SBOA624 March 2025 TMCS1123 , TMCS1126 , TMCS1127 , TMCS1133
Another important hall-effect current sensor in hybrid inverter is neutral current sampling for midpoint potential balancing. In a designed for 3-phase system, the load on each phase needs to stay the same. However, in some 3-phase household or commercial application scenarios, such as in Germany and Austria, both 3-phase and single-phase loads are used, which can cause unbalanced power consumption among the three phases. This means that one or two phases can have higher power demands than the other phases. This can lead to neutral line voltage imbalances, which can cause problems for grid and grid equipment. To power single phase load in the system, which means the output power on each phase depends on the corresponding load consumption and can not be the same, hybrid inverter usually has unbalanced output function. Solar inverter vendors usually have some feature description, such as support 100% unbalance output in backup and on grid mode (even 110%) in the vendors data sheets. Read more in this blog What is 100% or 110% unbalanced output inverter?
If the loads in 3-phase are balanced, then there needs to have no current in the neutral line and the midpoint potential is balanced, for example, half of the BUS voltage. On the contrary, the neutral line source or sink current if there has load imbalance, which can cause the midpoint potential variation. This needs to compensate the midpoint potential imbalance.
Figure 2-6 shows the conventional way of 2 split capacitors. The neutral point is the midpoint of the two bulky electrolytic capacitors C1 and C2 with equivalent capacitance. The neutral current keeps charging one split capacitor while discharging another one for a certain period to keep midpoint potential balancing. Though in fact there has some small capacitance or voltage mismatching between the two split capacitors, this design is easy for implementation and still widely used in string inverter and residential inverter where 3-phase output must be balanced to the grid. However, for obvious unbalanced output, DC component in the neutral current can cause severe voltage mismatching, then further leads to inverter fault shutdown protection.

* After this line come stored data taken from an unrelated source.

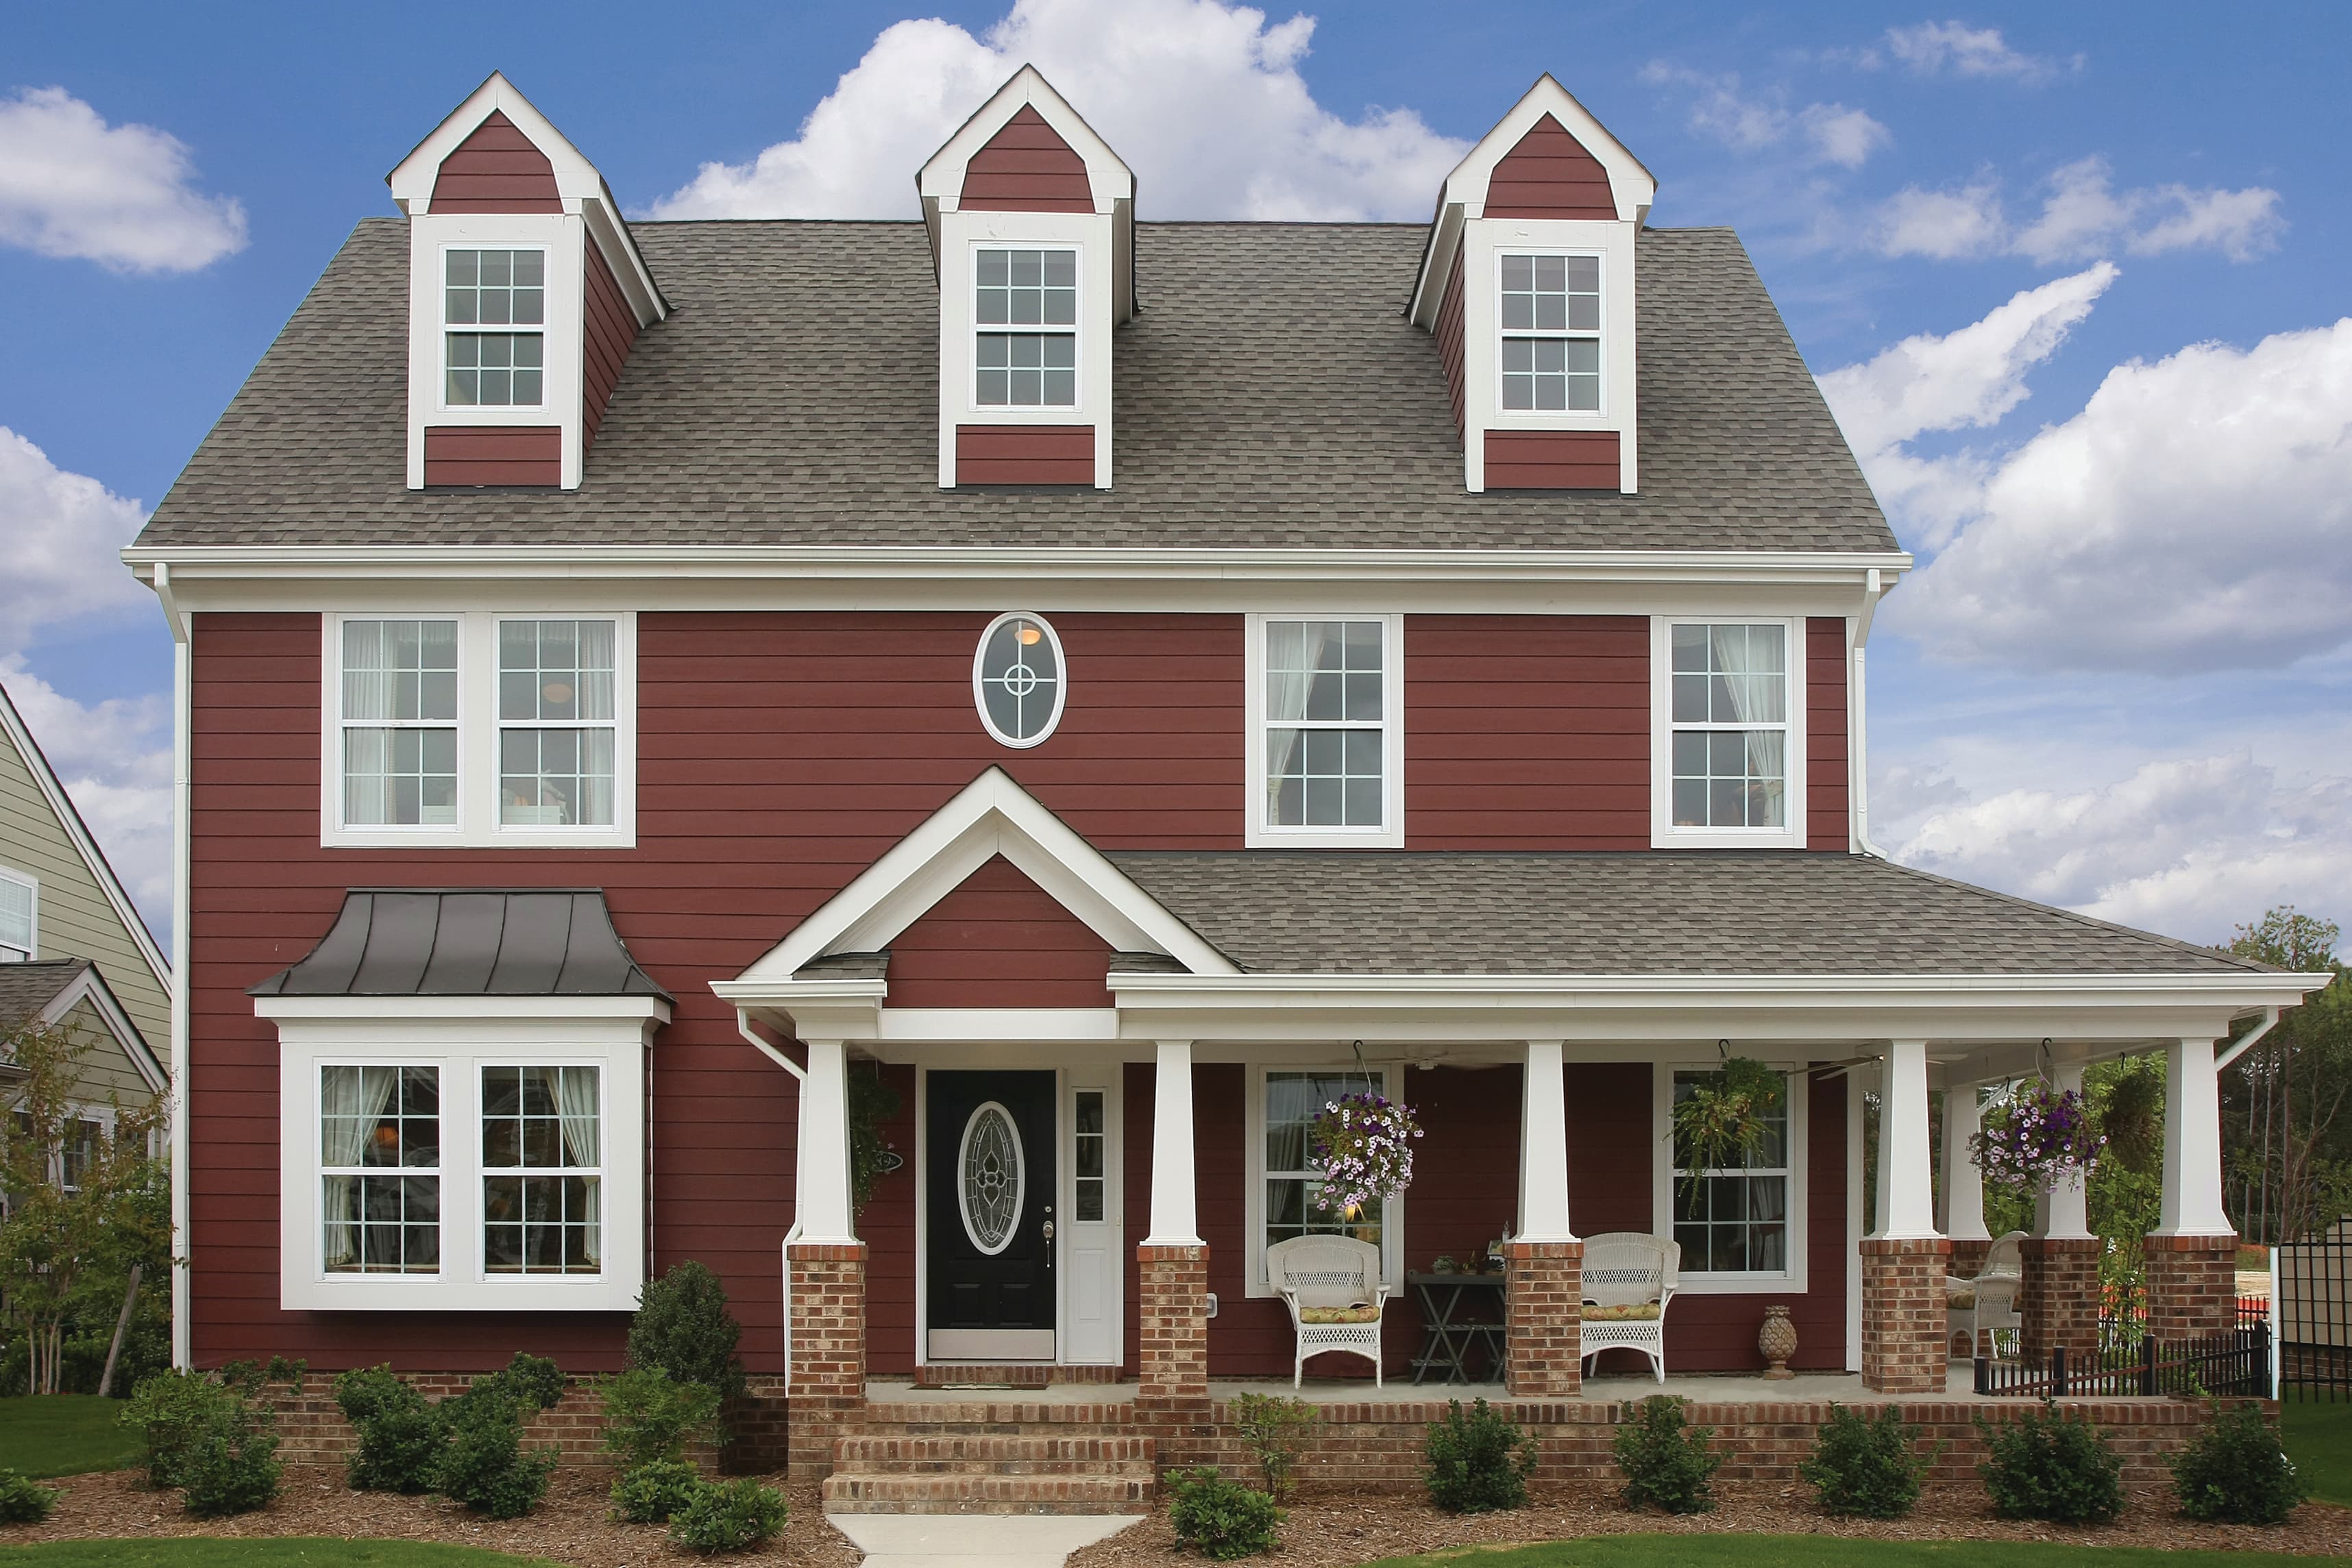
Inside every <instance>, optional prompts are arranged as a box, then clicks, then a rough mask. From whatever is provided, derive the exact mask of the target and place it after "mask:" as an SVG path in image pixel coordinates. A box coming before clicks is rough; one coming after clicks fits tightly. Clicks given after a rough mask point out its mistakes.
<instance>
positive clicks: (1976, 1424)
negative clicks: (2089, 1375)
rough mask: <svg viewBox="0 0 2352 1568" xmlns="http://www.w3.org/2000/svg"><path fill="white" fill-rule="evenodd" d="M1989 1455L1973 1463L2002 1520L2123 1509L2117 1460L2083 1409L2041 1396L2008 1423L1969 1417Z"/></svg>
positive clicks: (2119, 1475)
mask: <svg viewBox="0 0 2352 1568" xmlns="http://www.w3.org/2000/svg"><path fill="white" fill-rule="evenodd" d="M1976 1429H1978V1432H1980V1434H1983V1436H1985V1448H1987V1450H1990V1455H1992V1458H1987V1460H1985V1462H1983V1465H1978V1467H1976V1474H1980V1476H1983V1479H1985V1493H1987V1495H1990V1497H1992V1512H1994V1514H1999V1516H2002V1519H2049V1521H2053V1523H2107V1521H2110V1519H2114V1516H2117V1514H2122V1512H2124V1462H2122V1460H2119V1458H2114V1448H2110V1446H2107V1439H2103V1436H2100V1434H2098V1427H2093V1425H2091V1418H2089V1415H2079V1413H2077V1415H2065V1413H2060V1410H2058V1408H2056V1406H2053V1403H2049V1401H2044V1403H2042V1410H2027V1413H2025V1415H2020V1418H2016V1420H2009V1422H1987V1420H1985V1418H1983V1415H1978V1418H1976Z"/></svg>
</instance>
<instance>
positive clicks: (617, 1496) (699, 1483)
mask: <svg viewBox="0 0 2352 1568" xmlns="http://www.w3.org/2000/svg"><path fill="white" fill-rule="evenodd" d="M701 1486H703V1479H701V1476H699V1474H696V1472H694V1467H691V1465H687V1462H684V1460H652V1462H647V1465H637V1467H635V1469H630V1472H626V1474H623V1476H621V1479H619V1481H614V1483H612V1516H614V1519H621V1521H626V1523H663V1521H668V1519H670V1514H677V1512H680V1509H684V1507H687V1505H689V1502H694V1497H696V1493H699V1490H701Z"/></svg>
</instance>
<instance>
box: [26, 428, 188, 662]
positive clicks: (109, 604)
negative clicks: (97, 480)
mask: <svg viewBox="0 0 2352 1568" xmlns="http://www.w3.org/2000/svg"><path fill="white" fill-rule="evenodd" d="M143 520H146V512H143V510H141V508H139V503H136V501H125V498H122V496H118V494H113V491H108V489H106V487H103V484H99V482H96V480H92V477H87V475H78V473H66V470H61V468H59V465H56V463H52V461H49V458H47V454H45V451H42V449H40V447H35V444H33V442H28V440H24V437H21V435H16V433H14V430H9V428H7V425H0V552H5V559H7V571H0V654H5V651H9V649H21V646H24V644H28V642H31V639H33V635H35V632H38V630H40V628H42V625H56V623H64V621H73V618H80V616H99V614H118V611H125V609H132V607H136V604H141V602H143V604H153V597H151V595H148V592H146V590H143V588H141V585H139V583H136V581H134V578H132V574H129V571H127V569H125V567H122V559H120V557H118V555H115V552H118V550H120V548H122V545H127V543H129V541H132V536H134V534H139V524H141V522H143Z"/></svg>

Unlike string or residential inverter, hybrid inverter has a fourth-leg (also known as balancing bridge, the inverter is then called 3-phase 4-leg inverter) to actively control the midpoint voltage that allows the inverter to support unbalanced output, as shown in Figure 2-7. The control of the fourth switching leg is decoupled from the 3-phase inverter. The balancing bridge control involves neutral current sampling in where hall-effect current sensor can be used.